News Story

Union Doesn’t Always Support ‘Public Funds Only in Public Schools’

Not when its own officials are collecting those public funds

The Michigan Education Association’s president, Paula Herbart, recently wrote an article criticizing the Legislature for authorizing a $2.5 million grant to private schools to make up for the costs they incur while complying with state regulations. Democratic gubernatorial candidate Gretchen Whitmer praised the op-ed on Twitter, writing, “Public funds belong in public schools. Plain and simple. [Paula Herbart] is absolutely right.”

ForTheRecord says: The union’s demand that public funds only be used in public schools is applied selectively. Sometimes, it favors using public funds for a private organization — the MEA. When she took over as MEA president, Herbart became the latest in a line of union officials using the state pension system to spike their retirement benefits.

It works like this: School employees who are also union officials are granted leave by the public school district that employs them when they take a full-time job with the private union. The employees technically remain on the public payroll even though they are actually working for the union and – in the case of Herbart and other recent teacher union presidents – still collecting paychecks from the district.

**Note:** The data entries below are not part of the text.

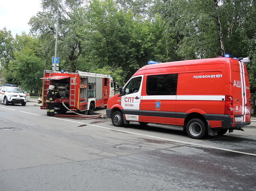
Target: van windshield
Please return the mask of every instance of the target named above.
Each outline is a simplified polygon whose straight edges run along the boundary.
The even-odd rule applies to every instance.
[[[129,94],[138,92],[140,89],[141,83],[141,77],[132,79],[125,87],[125,94]]]

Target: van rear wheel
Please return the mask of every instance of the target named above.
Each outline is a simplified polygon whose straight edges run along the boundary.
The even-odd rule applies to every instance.
[[[114,112],[111,120],[113,125],[116,127],[121,127],[124,125],[124,117],[121,111],[117,111]]]
[[[202,139],[207,134],[206,124],[199,119],[193,119],[189,121],[187,124],[186,129],[188,136],[193,139]]]

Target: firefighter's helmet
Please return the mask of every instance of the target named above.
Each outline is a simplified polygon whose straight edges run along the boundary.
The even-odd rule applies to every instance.
[[[54,88],[55,88],[55,87],[54,87],[54,86],[53,85],[50,85],[49,86],[49,90],[52,90]]]

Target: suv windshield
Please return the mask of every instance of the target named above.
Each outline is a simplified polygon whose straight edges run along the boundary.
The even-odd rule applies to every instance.
[[[7,87],[6,92],[14,92],[15,93],[22,93],[21,89],[18,87]]]

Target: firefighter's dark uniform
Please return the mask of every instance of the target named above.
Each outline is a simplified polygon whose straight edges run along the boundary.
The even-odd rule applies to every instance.
[[[47,116],[55,116],[54,113],[54,103],[56,99],[56,95],[57,92],[48,90],[47,92],[47,98],[46,103],[47,103]],[[53,102],[51,103],[51,101]]]

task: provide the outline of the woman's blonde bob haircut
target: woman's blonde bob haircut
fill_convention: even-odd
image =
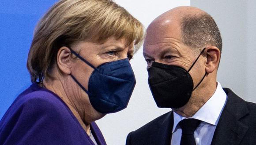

While the union reimburses the district for the pay of someone on leave for union business, the arrangement also results in that person getting a bigger state pension due to remaining on the public payroll for additional years. This all means that some public funds do not stay in public schools, but are instead used to boost the pension of private union officials. Senate Bill 796 has been introduced to ban this practice, but not yet been voted on by lawmakers.